# Baked Bean Cans

## Baked Bean Cans

This challenge is all about cans or tins - the kind in which you might buy baked beans or soup.

Is there a best way to stack cans?

What do different supermarkets do? Can you explain why they might stack cans in that way?

How high can you safely stack the cans?

Investigate the different ways in which cans roll.

Does it make a difference if the can is empty compared with when it is full? How about a partially-filled can?

### Why do this problem?

This activity gives pupils the opportunity to explore ways of problem solving in a familiar context. It provides a great opportunity for learners to compare ways of approaching an investigation, and to compare outcomes.

### Possible approach

Ideally, this activity would be pre-empted by a visit to a local grocery shop or supermarket. If that is not possible, you could introduce the investigation by showing a selection of pictures or photos of various shops, illustrating some ways of stacking cans. Invite children to describe what they see in the photos, drawing on their own experiences too.

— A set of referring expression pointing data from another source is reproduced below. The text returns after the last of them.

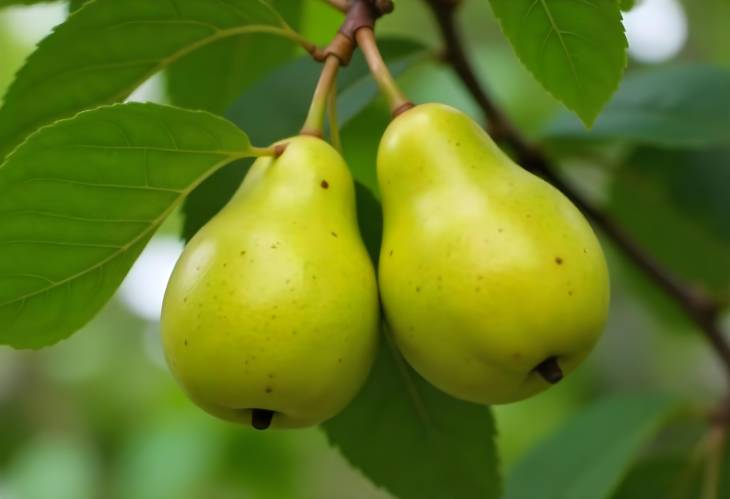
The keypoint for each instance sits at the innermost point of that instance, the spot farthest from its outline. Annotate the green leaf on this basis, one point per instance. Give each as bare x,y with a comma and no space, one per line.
575,49
275,108
103,52
211,78
80,199
669,477
627,5
590,454
414,440
674,106
74,5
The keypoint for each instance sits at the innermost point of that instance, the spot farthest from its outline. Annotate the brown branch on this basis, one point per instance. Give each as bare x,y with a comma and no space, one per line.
341,5
699,307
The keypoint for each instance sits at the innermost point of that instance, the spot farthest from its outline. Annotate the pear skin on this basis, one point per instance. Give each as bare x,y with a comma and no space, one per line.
493,284
271,316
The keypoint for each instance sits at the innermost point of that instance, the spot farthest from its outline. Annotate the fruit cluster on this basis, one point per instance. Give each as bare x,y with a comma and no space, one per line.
492,283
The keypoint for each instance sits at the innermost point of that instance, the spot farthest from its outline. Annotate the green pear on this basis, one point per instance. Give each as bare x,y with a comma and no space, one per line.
493,283
271,315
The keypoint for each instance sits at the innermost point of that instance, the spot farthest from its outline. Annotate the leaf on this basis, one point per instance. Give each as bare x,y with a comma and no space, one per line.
80,199
575,49
668,477
275,108
74,5
627,5
212,77
674,106
589,455
103,52
414,440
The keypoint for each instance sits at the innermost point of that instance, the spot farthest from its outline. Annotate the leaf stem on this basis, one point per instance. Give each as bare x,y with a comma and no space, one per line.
396,99
314,123
700,308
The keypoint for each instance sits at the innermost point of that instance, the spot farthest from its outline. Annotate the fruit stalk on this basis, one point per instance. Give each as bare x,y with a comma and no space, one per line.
314,123
332,118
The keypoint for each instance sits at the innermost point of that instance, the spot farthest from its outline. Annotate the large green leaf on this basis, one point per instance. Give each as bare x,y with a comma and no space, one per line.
415,441
667,477
575,49
674,106
590,454
211,78
9,3
80,199
107,49
276,107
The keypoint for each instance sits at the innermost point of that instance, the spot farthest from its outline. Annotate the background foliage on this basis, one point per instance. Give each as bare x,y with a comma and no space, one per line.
99,416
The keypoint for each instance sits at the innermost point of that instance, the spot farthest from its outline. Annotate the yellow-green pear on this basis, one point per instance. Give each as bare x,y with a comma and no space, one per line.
493,283
271,315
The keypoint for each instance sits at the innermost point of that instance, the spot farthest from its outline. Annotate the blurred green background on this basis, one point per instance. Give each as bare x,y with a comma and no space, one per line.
99,416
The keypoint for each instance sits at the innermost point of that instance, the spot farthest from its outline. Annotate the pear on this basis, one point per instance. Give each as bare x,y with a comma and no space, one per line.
493,284
271,315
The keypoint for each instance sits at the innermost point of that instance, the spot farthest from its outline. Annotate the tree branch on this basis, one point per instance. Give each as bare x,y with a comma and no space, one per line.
341,5
700,308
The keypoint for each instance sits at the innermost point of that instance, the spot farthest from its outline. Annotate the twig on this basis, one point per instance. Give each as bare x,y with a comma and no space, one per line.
341,5
700,308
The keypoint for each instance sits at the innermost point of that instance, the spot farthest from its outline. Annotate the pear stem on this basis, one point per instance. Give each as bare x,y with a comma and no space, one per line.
261,418
366,41
332,118
314,123
550,371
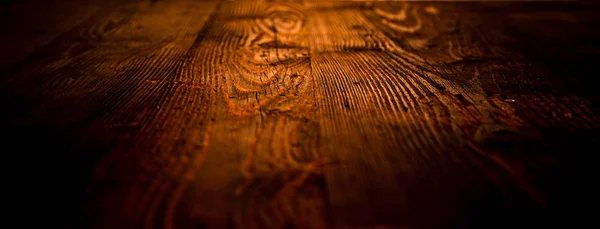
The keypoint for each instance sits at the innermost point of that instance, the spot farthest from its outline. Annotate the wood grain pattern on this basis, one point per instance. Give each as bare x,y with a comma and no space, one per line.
302,114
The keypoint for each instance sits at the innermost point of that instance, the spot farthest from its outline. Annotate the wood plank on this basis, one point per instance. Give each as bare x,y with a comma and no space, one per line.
303,114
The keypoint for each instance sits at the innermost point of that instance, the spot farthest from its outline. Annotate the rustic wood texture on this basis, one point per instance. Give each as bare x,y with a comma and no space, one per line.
300,114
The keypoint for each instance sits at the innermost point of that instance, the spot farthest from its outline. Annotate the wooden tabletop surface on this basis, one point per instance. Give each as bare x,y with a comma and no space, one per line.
188,114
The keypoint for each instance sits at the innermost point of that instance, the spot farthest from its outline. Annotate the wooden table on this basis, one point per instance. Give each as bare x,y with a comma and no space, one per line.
315,114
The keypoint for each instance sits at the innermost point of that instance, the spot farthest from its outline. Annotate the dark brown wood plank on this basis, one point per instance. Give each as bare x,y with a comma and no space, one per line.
301,114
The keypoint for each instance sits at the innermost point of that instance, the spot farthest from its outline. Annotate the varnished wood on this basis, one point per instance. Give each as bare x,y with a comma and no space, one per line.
300,114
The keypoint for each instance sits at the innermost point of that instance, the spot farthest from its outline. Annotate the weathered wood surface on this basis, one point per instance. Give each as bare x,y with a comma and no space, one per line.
249,114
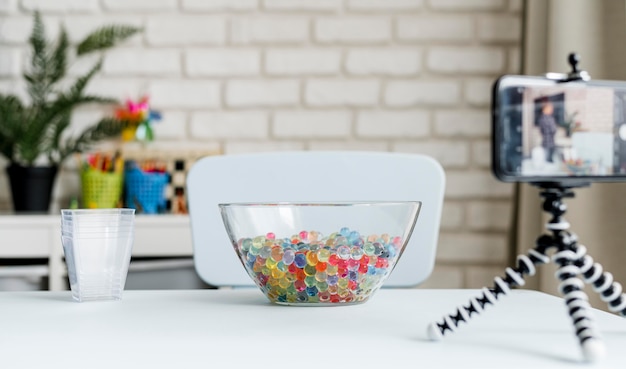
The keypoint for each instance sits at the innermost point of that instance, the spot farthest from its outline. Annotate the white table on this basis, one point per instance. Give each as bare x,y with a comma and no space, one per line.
240,329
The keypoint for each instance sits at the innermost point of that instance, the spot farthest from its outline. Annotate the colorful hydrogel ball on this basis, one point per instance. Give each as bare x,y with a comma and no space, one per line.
308,267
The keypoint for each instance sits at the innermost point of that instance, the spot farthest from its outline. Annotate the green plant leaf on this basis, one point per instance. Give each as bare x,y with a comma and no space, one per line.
105,37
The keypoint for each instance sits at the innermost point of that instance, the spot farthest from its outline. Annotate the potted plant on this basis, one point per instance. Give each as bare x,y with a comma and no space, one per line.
33,133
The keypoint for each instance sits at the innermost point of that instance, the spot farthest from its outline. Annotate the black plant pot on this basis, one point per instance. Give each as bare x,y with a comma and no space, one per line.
31,187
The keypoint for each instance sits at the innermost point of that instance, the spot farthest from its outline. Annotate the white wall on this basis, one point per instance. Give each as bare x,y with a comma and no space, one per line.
259,75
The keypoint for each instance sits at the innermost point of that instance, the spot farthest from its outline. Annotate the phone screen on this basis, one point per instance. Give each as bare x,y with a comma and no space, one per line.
547,130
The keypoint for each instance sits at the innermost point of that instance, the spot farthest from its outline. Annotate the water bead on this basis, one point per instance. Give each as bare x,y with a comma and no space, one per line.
246,243
270,263
353,237
310,281
320,267
311,257
288,256
343,252
265,251
309,267
342,283
309,270
300,260
284,283
356,253
321,276
299,285
322,286
277,253
304,235
353,265
311,291
323,255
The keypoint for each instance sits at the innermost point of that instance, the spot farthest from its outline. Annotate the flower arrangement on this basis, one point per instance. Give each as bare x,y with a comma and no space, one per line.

You can then set up the challenge and encourage pairs or small groups of learners to work together. To begin with, invite them to suggest reasons why cans are stacked in different ways. You could write these up on the board before setting them off on the problem. You may want to limit each stack to a certain number of cans to start with, or perhaps you would prefer the learners themselves to come up with that 'fair' way of testing. Having a good supply of washed-out/unopened tins or other cylindrical objects will be vital so that the children can have a hands-on experience.

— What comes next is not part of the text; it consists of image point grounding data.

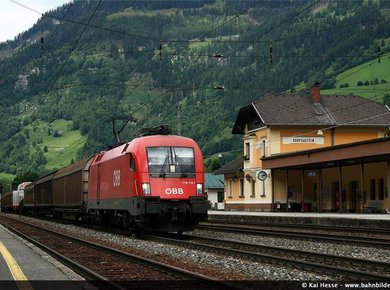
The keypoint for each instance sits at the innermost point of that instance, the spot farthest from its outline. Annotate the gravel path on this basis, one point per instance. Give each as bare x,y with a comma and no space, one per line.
341,249
235,268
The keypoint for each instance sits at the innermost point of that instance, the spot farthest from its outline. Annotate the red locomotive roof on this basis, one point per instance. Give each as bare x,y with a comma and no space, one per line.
137,147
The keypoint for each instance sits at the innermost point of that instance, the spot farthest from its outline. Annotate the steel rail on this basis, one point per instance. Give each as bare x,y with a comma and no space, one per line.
322,268
385,243
295,226
205,280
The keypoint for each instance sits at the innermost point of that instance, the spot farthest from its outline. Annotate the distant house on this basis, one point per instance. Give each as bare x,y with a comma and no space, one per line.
279,125
215,189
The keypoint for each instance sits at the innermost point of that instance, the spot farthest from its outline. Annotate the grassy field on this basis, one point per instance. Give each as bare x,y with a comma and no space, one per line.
61,150
371,72
57,140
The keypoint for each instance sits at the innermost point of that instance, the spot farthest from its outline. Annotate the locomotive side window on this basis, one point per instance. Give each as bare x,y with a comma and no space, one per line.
171,161
132,163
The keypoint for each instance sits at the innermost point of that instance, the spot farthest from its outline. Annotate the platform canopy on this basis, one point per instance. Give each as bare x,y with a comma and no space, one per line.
375,150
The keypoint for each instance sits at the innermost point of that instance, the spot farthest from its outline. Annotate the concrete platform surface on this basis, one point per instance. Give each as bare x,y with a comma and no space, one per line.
331,219
32,268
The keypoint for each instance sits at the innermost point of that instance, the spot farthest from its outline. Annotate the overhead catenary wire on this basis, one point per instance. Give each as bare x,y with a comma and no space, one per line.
71,51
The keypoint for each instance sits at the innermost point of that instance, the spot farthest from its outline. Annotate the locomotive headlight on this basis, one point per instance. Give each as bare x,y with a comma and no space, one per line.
199,188
146,188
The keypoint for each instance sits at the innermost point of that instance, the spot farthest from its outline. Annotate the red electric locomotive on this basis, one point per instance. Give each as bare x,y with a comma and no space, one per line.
154,183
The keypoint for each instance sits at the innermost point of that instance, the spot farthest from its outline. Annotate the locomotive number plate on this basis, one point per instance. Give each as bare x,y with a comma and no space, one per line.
174,190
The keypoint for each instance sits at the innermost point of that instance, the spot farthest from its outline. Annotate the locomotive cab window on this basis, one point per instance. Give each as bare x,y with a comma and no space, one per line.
171,162
132,163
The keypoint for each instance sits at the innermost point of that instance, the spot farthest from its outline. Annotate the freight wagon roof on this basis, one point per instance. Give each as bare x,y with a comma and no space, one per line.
77,166
5,194
45,178
23,185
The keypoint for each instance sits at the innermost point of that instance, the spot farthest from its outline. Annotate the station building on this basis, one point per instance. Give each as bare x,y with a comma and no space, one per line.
311,152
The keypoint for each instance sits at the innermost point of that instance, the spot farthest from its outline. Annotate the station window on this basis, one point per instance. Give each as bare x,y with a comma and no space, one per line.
381,189
372,189
247,151
241,187
230,194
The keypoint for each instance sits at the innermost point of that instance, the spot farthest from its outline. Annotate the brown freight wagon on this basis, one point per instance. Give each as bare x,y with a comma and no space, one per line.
6,202
70,189
28,206
43,194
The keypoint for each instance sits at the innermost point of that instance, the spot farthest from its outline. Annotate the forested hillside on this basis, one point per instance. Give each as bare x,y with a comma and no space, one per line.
189,64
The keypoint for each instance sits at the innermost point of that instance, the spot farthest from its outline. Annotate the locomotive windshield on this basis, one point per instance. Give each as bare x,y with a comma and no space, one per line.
171,161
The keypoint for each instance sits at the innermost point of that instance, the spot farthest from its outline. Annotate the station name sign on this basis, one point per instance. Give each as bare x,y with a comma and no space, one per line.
303,140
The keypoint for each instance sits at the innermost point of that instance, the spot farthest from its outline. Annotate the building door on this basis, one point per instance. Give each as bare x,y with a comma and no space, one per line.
220,199
335,196
353,196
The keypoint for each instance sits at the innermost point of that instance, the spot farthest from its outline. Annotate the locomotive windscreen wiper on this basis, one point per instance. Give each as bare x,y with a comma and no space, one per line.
162,172
183,174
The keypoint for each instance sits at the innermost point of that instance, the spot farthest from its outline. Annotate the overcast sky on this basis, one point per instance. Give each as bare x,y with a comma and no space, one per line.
15,19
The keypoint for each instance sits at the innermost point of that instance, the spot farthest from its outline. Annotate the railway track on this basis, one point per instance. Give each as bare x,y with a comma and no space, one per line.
337,266
323,235
108,267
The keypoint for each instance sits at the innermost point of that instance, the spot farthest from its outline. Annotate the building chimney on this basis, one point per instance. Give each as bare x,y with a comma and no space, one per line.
315,93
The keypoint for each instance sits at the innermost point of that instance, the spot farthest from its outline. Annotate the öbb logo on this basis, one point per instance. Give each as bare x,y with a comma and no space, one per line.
173,190
116,178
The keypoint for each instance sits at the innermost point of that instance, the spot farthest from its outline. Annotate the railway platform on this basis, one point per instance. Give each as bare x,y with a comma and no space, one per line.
306,218
25,267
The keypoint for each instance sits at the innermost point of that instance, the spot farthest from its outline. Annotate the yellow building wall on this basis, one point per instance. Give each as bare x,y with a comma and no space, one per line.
311,188
345,136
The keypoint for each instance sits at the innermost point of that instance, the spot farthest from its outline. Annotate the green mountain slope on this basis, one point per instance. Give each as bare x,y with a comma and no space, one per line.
167,62
370,80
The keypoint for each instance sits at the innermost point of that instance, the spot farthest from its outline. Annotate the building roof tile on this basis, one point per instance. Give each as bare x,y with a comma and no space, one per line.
298,109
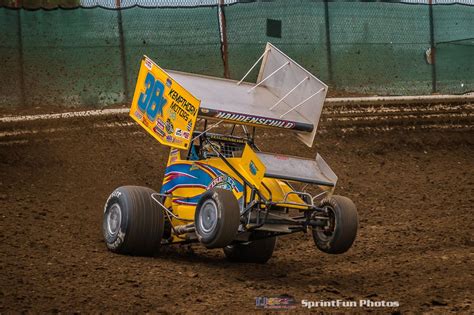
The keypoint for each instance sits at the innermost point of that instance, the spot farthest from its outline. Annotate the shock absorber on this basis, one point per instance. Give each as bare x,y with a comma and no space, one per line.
183,229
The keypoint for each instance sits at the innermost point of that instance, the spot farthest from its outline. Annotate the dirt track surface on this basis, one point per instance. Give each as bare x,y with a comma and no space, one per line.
413,189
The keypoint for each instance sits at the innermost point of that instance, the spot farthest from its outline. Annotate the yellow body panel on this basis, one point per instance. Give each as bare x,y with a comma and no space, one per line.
279,189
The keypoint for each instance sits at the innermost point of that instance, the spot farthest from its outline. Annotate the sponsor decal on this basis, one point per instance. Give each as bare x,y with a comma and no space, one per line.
174,151
171,114
148,64
169,127
159,131
253,168
255,120
223,181
160,124
139,115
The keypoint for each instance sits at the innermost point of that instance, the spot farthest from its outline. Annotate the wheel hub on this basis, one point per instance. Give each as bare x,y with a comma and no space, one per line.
114,219
208,216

Try to hold back while the children work and observe how they are approaching the task. As you go round the room, you may want to pick up on things that particular pairs have said/done and you could warn them that you'd like them to tell everyone about that later. Watch out for pairs that are approaching the task in a systematic way (for example increasing the number of cans by one and testing the effect) and for those who find a helpful way to record what they're doing, perhaps in the form of pictures, numbers or symbols.

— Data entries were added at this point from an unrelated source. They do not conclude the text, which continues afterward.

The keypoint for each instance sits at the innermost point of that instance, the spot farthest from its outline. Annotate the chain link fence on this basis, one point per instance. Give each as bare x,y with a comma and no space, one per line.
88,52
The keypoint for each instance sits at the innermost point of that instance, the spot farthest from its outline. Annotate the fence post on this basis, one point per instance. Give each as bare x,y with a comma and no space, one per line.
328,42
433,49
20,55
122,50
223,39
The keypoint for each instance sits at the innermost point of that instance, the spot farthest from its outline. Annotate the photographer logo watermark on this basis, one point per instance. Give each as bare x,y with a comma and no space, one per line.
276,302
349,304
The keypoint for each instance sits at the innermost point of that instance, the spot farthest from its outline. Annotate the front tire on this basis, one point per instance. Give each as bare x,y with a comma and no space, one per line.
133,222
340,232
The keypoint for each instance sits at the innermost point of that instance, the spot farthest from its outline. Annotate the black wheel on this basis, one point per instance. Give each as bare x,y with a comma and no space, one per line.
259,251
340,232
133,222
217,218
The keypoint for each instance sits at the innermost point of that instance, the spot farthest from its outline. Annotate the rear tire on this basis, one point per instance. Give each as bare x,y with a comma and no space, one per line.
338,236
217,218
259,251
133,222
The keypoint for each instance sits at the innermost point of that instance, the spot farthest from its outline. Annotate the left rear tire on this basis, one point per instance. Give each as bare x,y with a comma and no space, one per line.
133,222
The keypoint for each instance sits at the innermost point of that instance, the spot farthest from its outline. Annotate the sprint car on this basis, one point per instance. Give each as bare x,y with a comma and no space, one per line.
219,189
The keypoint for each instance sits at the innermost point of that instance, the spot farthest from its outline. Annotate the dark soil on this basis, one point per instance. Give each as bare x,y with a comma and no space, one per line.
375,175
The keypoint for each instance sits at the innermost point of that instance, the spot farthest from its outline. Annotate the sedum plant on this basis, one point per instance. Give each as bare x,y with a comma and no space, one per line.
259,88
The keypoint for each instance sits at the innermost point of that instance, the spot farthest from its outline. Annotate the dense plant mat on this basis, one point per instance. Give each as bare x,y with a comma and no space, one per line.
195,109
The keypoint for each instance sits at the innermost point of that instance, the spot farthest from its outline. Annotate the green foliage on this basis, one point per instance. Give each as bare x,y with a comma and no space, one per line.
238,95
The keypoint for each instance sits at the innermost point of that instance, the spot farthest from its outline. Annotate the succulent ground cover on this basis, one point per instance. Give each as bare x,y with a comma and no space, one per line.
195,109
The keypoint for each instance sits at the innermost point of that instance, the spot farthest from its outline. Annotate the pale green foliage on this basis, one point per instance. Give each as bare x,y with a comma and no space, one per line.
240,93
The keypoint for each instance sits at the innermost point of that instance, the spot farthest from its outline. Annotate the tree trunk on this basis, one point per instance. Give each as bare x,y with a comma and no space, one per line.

The plenary will be a time for those pairs to share their ideas with the whole group. This work would make an engaging classroom display.

### Key questions

What have you tried?
Can you tell me about what you have found?
What do you think is best? Why?

### Possible extension

Children could investigate other grocery packages and/or bigger numbers of cans.

### Possible support

Having lots of cans/packages and opportunities to be listened to will help all children access this problem.